Feature Gateway Methods Used
Cost tracking usage.cost, usage.status
Session monitoring sessions.list, sessions.preview
Cron management cron.list, cron.status, cron.add, cron.update, cron.remove, cron.run
Agent management agents.list, agents.create, agents.update, agents.delete
System health health, status, logs.tail
Sub-agent spawning agents.create, sessions.patch
Service controls config.get, config.set, update.run

Real-Time Updates

  • Dashboard uses polling (60s auto-refresh)
  • Pixel agents uses WebSocket (real-time JSONL events)
  • Mission Control uses TanStack Query (polling + cache invalidation)

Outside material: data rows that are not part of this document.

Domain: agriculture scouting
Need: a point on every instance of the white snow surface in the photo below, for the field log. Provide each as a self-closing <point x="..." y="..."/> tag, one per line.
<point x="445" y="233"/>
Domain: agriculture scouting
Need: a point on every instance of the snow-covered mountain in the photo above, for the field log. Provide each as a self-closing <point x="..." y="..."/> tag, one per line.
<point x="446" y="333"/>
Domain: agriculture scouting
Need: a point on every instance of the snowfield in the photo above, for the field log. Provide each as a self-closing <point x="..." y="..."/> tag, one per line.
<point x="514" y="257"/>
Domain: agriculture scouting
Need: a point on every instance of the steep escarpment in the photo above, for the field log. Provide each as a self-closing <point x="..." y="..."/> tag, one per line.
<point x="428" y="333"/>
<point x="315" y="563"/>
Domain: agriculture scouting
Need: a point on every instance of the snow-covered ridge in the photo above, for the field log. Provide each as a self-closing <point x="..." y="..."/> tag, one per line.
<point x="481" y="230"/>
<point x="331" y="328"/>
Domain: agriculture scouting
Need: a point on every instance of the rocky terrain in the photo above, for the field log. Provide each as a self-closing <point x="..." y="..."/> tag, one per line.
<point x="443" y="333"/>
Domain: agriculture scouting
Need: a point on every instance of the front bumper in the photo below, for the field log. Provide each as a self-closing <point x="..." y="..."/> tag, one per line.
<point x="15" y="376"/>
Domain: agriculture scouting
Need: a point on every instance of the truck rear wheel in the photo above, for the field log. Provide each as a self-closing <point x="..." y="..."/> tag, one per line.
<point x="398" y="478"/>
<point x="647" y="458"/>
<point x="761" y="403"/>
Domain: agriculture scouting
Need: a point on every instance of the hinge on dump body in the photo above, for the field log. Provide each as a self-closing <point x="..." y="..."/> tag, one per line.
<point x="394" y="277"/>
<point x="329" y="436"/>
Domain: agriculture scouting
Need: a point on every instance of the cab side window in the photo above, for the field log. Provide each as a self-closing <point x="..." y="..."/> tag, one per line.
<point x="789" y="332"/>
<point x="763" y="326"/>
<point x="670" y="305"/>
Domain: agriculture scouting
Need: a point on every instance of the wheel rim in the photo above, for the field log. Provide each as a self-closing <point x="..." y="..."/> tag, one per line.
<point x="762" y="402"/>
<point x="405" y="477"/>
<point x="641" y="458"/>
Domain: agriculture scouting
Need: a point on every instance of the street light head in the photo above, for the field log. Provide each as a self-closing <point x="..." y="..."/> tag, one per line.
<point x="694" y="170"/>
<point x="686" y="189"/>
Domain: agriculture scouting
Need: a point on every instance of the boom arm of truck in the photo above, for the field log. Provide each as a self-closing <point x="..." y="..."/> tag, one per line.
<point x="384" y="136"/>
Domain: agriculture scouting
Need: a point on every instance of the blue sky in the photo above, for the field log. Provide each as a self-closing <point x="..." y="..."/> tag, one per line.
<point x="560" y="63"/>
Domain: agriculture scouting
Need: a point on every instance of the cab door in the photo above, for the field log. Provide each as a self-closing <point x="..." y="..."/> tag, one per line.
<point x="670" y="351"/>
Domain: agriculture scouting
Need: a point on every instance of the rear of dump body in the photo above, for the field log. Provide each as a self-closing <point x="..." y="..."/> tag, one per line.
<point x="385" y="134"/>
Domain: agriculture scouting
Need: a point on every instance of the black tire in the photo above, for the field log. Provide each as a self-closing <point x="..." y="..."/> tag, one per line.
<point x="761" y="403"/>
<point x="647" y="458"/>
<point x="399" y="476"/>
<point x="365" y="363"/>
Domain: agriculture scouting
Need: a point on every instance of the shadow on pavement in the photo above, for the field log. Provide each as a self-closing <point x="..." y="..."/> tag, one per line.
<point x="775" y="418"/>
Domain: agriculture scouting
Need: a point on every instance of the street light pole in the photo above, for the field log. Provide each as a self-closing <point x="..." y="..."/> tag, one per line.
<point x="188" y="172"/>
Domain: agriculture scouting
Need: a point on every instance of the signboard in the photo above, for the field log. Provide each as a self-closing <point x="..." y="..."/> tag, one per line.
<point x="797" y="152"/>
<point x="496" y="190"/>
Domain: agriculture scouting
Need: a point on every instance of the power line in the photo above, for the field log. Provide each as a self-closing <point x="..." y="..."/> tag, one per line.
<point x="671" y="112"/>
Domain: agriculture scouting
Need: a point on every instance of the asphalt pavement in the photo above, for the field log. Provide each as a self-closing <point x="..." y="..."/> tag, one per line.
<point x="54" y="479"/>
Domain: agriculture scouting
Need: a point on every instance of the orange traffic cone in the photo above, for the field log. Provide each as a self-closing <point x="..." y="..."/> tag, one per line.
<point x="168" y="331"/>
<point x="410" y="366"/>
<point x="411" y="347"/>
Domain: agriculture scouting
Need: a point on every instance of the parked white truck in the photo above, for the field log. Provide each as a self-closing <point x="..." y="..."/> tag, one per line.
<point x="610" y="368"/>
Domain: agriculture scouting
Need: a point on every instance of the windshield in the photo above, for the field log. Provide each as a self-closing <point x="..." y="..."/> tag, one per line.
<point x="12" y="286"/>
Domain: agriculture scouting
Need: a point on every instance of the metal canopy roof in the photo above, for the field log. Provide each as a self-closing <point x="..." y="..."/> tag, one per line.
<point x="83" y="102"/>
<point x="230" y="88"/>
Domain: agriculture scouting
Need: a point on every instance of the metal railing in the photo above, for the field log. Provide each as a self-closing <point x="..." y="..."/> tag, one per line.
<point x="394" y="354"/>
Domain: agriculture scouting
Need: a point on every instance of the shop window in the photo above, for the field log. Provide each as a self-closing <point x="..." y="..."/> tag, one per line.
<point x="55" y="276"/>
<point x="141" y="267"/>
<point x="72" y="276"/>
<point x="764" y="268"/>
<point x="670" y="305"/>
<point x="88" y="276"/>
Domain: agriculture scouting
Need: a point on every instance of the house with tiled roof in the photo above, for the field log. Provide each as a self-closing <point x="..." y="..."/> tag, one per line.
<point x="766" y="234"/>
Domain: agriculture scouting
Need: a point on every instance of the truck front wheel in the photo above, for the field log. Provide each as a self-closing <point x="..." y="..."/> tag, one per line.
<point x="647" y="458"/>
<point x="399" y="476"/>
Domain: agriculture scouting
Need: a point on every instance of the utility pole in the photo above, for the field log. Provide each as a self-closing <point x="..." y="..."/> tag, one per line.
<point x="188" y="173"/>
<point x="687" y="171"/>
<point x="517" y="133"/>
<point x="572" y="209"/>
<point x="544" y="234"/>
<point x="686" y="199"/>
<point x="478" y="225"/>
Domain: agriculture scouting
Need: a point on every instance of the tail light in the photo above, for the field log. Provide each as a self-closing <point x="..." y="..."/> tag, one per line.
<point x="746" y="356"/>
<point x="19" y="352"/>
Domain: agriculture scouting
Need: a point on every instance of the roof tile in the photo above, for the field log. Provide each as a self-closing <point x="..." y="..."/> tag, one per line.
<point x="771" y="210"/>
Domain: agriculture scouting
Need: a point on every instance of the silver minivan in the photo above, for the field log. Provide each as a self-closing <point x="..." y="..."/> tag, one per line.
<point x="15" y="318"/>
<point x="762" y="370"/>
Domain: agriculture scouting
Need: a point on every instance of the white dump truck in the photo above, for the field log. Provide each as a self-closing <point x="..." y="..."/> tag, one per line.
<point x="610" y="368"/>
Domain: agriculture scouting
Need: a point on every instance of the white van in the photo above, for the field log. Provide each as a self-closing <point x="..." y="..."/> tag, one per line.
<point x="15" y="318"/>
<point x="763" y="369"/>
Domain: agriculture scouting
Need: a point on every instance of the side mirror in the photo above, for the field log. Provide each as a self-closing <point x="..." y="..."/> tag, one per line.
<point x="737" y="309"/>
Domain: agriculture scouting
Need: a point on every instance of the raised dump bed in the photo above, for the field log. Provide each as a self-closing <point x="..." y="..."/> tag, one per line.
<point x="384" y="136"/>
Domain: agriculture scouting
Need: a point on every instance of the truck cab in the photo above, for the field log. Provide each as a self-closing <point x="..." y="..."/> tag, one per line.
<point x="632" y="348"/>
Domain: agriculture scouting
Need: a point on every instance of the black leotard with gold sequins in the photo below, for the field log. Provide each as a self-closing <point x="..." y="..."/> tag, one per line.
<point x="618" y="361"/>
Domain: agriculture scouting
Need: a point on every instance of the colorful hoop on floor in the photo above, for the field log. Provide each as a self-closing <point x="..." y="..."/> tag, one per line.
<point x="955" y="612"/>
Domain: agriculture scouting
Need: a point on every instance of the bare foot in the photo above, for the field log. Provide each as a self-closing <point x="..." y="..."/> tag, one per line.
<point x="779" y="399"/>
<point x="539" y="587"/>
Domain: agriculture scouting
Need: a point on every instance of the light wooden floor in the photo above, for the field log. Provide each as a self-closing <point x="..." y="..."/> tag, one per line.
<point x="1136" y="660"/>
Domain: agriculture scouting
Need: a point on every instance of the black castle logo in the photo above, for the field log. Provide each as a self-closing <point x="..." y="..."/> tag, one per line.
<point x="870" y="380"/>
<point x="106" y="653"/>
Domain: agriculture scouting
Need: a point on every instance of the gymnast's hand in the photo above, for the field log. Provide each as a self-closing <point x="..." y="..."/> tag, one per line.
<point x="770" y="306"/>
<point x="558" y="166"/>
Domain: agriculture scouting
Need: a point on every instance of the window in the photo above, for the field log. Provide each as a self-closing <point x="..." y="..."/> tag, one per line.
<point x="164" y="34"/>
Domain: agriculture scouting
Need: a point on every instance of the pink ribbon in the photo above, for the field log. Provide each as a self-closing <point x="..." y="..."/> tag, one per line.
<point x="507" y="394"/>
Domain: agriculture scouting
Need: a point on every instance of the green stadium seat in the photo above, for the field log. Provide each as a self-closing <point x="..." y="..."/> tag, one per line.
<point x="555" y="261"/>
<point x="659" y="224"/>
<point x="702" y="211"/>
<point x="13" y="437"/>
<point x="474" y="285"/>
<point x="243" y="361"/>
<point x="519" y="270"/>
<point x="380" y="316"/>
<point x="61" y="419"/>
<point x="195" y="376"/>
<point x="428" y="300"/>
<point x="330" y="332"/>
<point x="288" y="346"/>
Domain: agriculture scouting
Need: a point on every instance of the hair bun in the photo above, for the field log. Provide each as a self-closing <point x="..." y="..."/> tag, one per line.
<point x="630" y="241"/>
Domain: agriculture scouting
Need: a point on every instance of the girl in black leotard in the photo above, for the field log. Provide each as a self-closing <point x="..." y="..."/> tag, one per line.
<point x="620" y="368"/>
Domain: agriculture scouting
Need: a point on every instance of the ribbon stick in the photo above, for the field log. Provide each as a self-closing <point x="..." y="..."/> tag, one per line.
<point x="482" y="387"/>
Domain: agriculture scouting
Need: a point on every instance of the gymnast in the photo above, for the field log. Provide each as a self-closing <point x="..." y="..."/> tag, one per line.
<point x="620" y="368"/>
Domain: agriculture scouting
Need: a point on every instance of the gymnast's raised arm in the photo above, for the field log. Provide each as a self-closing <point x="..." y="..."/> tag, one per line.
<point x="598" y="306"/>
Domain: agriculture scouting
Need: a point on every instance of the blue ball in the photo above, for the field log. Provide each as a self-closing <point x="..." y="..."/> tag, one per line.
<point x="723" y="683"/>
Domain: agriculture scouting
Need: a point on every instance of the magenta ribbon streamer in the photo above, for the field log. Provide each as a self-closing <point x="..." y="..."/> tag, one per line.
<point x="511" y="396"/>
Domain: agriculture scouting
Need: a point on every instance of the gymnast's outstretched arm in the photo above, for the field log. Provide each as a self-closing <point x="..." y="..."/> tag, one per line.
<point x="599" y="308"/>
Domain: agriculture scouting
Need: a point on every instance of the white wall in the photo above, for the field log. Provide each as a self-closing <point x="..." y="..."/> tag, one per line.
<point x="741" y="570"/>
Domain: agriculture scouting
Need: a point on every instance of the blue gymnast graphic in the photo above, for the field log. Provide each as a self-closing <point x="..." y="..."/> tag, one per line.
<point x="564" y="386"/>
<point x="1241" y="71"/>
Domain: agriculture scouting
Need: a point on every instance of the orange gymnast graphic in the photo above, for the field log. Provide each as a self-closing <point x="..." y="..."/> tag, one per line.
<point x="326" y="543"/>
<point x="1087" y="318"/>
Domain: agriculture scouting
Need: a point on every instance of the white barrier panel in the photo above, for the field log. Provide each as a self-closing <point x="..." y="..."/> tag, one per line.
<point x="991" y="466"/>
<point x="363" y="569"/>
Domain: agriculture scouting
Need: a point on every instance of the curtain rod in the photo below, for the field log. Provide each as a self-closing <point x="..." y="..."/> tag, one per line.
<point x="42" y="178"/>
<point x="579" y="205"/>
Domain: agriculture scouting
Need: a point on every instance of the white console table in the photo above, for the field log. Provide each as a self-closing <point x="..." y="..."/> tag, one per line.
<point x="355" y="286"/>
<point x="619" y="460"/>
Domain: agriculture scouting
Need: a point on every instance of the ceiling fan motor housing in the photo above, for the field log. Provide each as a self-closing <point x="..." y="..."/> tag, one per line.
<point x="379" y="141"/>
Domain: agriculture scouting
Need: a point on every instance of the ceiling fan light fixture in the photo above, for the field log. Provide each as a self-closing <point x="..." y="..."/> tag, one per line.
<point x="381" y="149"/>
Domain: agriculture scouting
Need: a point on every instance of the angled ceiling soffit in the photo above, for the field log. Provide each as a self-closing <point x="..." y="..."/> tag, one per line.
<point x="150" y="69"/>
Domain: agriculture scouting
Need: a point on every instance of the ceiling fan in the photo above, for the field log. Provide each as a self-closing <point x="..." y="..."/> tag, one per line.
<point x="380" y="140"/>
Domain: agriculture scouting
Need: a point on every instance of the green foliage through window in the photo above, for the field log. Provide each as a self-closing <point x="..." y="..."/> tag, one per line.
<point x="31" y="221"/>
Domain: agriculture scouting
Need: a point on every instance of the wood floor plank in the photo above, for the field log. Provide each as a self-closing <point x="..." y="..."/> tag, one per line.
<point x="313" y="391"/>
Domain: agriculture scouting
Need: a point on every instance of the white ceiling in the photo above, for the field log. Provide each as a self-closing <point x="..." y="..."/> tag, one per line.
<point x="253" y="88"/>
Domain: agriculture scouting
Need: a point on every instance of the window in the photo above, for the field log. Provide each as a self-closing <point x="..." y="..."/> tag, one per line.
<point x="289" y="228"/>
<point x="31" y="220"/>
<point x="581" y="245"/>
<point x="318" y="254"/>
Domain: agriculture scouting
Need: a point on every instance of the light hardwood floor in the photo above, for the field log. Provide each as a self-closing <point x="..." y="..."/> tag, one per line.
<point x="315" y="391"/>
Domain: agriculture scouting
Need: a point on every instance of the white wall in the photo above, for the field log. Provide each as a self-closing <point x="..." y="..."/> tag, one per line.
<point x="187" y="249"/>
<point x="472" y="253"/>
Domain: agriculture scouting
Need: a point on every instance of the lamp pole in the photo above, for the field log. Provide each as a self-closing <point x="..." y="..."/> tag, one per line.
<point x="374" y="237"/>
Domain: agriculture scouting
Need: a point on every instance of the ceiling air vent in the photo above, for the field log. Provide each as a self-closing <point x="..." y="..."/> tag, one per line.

Our approach: WebSocket for agent events (real-time pixel animation), TanStack Query with 30s polling for monitoring data, SSE for alerts.

Auth

  • Mission Control supports Clerk JWT and local bearer token
  • Dashboard is auth-free (localhost only)
  • Pixel agents uses gateway token

Our approach: Inherit Mission Control's auth system. Local mode for self-hosted, Clerk for multi-tenant. Monitoring and agent data scoped to organization + gateway.


Dependency Summary

Layer Technology Source
Backend framework FastAPI + SQLModel Mission Control
Database PostgreSQL + Alembic Mission Control
Job queue Redis + RQ Mission Control
Frontend framework Next.js 16 + React 19 Mission Control
UI primitives Radix UI + Tailwind Mission Control
Charts Recharts (existing) Mission Control
Pixel canvas HTML5 Canvas (new) Pixel Agents → React port
WebSocket FastAPI WebSocket (new) Pixel Agents → Python port
Auth Clerk / local bearer token Mission Control
Gateway RPC websockets Python (existing) Mission Control

No new backend languages. Go and Node/Express are NOT added — their functionality ports to Python services within the existing FastAPI app.


Risk Assessment

Risk Impact Mitigation
Canvas rendering performance in React Medium Use useRef + requestAnimationFrame, not React state for animation
Go dashboard data collection rewritten in Python Medium Port logic faithfully; test against same OpenClaw data
JSONL file watching reliability Medium Use watchdog library + fallback polling
Theme system merge (6 themes × 2 systems) Low Map dashboard's 19 CSS vars to Tailwind config
Pixel assets licensing Low MIT licensed, attribution in ASSET-LICENSE.md
Gateway RPC version compatibility Low Already handled by protocol version negotiation in gateway_rpc.py

Success Metrics

  1. All monitoring features from dashboard available in Mission Control UI
  2. Pixel agent visualization showing real-time agent activity
  3. Single Docker Compose brings up the entire system
  4. Single auth system — no separate logins
  5. Single gateway connection — reused across all features
  6. No Go or Node backend — everything in Python/FastAPI
  7. All existing Mission Control features still work (boards, tasks, approvals, etc.)